Les artistes amateurs légalement reconnus
Un amendement du gouvernement a introduit la reconnaissance et la définition de la pratique en amateur. Le texte autorise aussi l’organisation d’une billetterie payante lors de prestations publiques d’artistes amateurs, dès lors que les recettes ne servent qu’à financer les coûts du spectacle ou les activités du ou des artistes amateurs. La commission a souhaité préciser son amendement, en supprimant les mots « à leur initiative », afin de mieux coller à la réalité des prestations des amateurs.
Protection du patrimoine : des définitions enrichies
Cités historiques
Un amendement ajoute « les paysages » (en plus des espaces ruraux) à la liste des éléments pouvant être classés au titre des Cités historiques, créées par l’article 24 du projet de loi.
Patrimoine immatériel
La commission a introduit la notion de patrimoine immatériel, tel que défini par l’Unesco, dans la définition portée par le Code du patrimoine.
Associations et fondations
Les représentants des associations et des fondations œuvrant dans le secteur du patrimoine sont reconnus comme membres à part entière (et non comme personnalités qualifiées) des nouvelles Commissions nationales des cités et monuments historiques (CNCMH) et Commissions régionales du patrimoine et de l’architecture (CRPA).
PLU Patrimonial
La qualité du document d’urbanisme dans le secteur classé « Cité historique » sera assurée par une assistance technique et financière de l’Etat au bénéfice de l’autorité compétente.
En outre, les collectivités auront dix ans à compter du 1er juillet 2016 pour substituer un plan de sauvegarde et de mise en valeur ou PLU patrimonial aux anciens règlements de protection (AVAP et ZPPAUP).
Qualité architecturale : des conditions plus contraignantes
Identité de l’architecte
A la demande du gouvernement, les députés ont voté l’obligation d’apposer sur la façade de tout bâtiment construit le nom de l’architecte « auteur du projet architectural. », ainsi que la date d’achèvement de l’ouvrage. Objectif : valoriser le rôle de l’architecte et conforter ses droits moraux et ceux de ses ayants-droits.
1% artistique
Ils ont par ailleurs modifié le dispositif du 1% artistique : dès qu’une collectivité aura choisi le maître d’œuvre d’une construction, elle devra « sans délai » choisir l’artiste auteur de l’œuvre qui y sera intégrée. Et elle devra « veiller » à la diversité des œuvres et des artistes.

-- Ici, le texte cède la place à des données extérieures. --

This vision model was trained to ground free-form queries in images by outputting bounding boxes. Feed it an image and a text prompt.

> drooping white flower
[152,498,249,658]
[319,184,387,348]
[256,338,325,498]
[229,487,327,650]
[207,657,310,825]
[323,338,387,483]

Plateformes territoriales de la rénovation énergétique
Lorsqu’elles ne sont pas gérées par un CAUE, les maîtres d’ouvrage des plateformes territoriales de la rénovation énergétique devront néanmoins faire appel aux conseils de ce dernier.
Maîtrise d’ouvrage
La commission a adopté un amendement en faveur de la généralisation du recours au concours d’architecte pour les projets publics ou privés à usage répété, avec une « phase de dialogue », entre le maître d’ouvrage et les candidats.
Formation
Le CAUE disposera de droit de l’agrément du Conseil national de la formation des élus locaux (CNFEL). Objectif : favoriser la formation des élus en matière architecturale.
Les centres culturels de rencontre et le Loto invités dans le projet de loi
Le rapporteur a fait adopter un amendement donnant une existence légale aux centres culturels de rencontre.
Par ailleurs, les députés ont abordé la question de la mise à contribution des recettes des jeux de hasard pour financer l’entretien du patrimoine. IIs ont adopté une disposition demandant au gouvernement de remettre au Parlement, avant le 31 décembre 2015, un rapport sur l’opportunité de prévoir la création d’un fonds géré par la Fondation du patrimoine auquel serait affecté le produit d’un tirage du loto organisé à l’occasion des journées européennes du patrimoine.